Buck, you've got the job. You took a franchise that was a laughing stock, with 15 straight losing seasons, and turned them into a pennant contender. Don't embarrass yourself by licking your owner's Florsheims.
Buck and Angelos may just be that close — joined at the hip of desperation.
When Buck took the Baltimore job, it was considered one of the worst in baseball, a dysfunctional organization with a meddling, high-maintenance owner. Managers with credibility weren't lining up at the door at the B&O Warehouse to work for Peter Angelos. He needed Buck Showalter.
Buck had been through three major league organizations — New York, Arizona and Texas, the baseball genius who wore out his welcome at every stop. There's a good chance he might still be in Bristol, Connecticut, eating hot dogs with John Kruk if Angelos didn't need him so desperately.
So maybe it was Buck's sense of loyalty that prompted his foolish insult to Washington baseball. What's next — "There are no real baseball fans in Washington?"
If he is as brilliant as everyone says, then maybe he can comprehend this history lesson.
Buck, the reason for the very existence of the franchise you work for now is because the owner of the Washington Senators was kind enough to let them have a team in Baltimore. And the reason you have this wonderful ballpark to play in is because of Washington and its baseball fans.
The St.

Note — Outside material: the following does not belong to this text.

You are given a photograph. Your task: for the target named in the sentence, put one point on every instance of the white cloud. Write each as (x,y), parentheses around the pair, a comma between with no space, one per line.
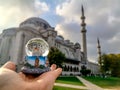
(13,12)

Louis Browns don't move to Baltimore in 1954 if the Senators owners — the Griffith family — stand in the way. As it was, the Griffiths worked out their own version of a MASN deal to allow the Orioles to set up shop in what was considered Washington's market. New Orioles owner Jerry Hoffberger agreed to buy advertising for his National Brewery on Senators broadcasts, and make a $300,000 payment for encroaching on Washington's market.
I don't think the Griffith family viewed their act as one of "kindness." And to describe the money-printing operation of the existence of MASN — the reward for Angelos for baseball in Washington — as an act of "kindness" is laughable.
There are ballparks all over the country built because of the thirst for the return of the major league game to Washington. There's one in Houston. Another in Seattle, Pittsburgh as well.
And the crown jewel of the ballpark era, Camden Yards? It owes its very existence to the absence of baseball in Washington.
When Washington lawyer Edward Bennett Williams purchased the Orioles in 1979, the clock started ticking for the Orioles to move down the road to Washington. Williams declared that the team would stay in Baltimore as long as the team was well supported by the fans.
Newspapers in Baltimore went on high-alert. The News-American headlines read, "Baltimore to Williams: The Orioles Belong to Us." The Washington Post reported that sources close to Williams said the new owner would move the team to Washington within three years.
Their concerns were well founded. Williams also owned the Washington Redskins with Jack Kent Cooke, and the two men were looking at sites halfway between the two cities for a new multi-purpose stadium for both franchises — sites in Columbia and Laurel, Maryland, along Interstate 95 and another location at the intersection of Route 175 and the Baltimore-Washington Parkway.
The Orioles' fan base grew, though, thanks to Williams wooing Washington baseball fans, and the franchise grew strong in Baltimore. However, the fear of the lawyer moving the team to the District was very much in play when he lobbied Maryland officials for a new ballpark — which wound up being Camden Yards.
Baseball in Baltimore, Buck, exists because of Washington, D.C., and its baseball fans.
• Thom Loverro is co-host of "The Sports Fix," noon to 2 p.m. daily on ESPN 980 radio and espn980.com.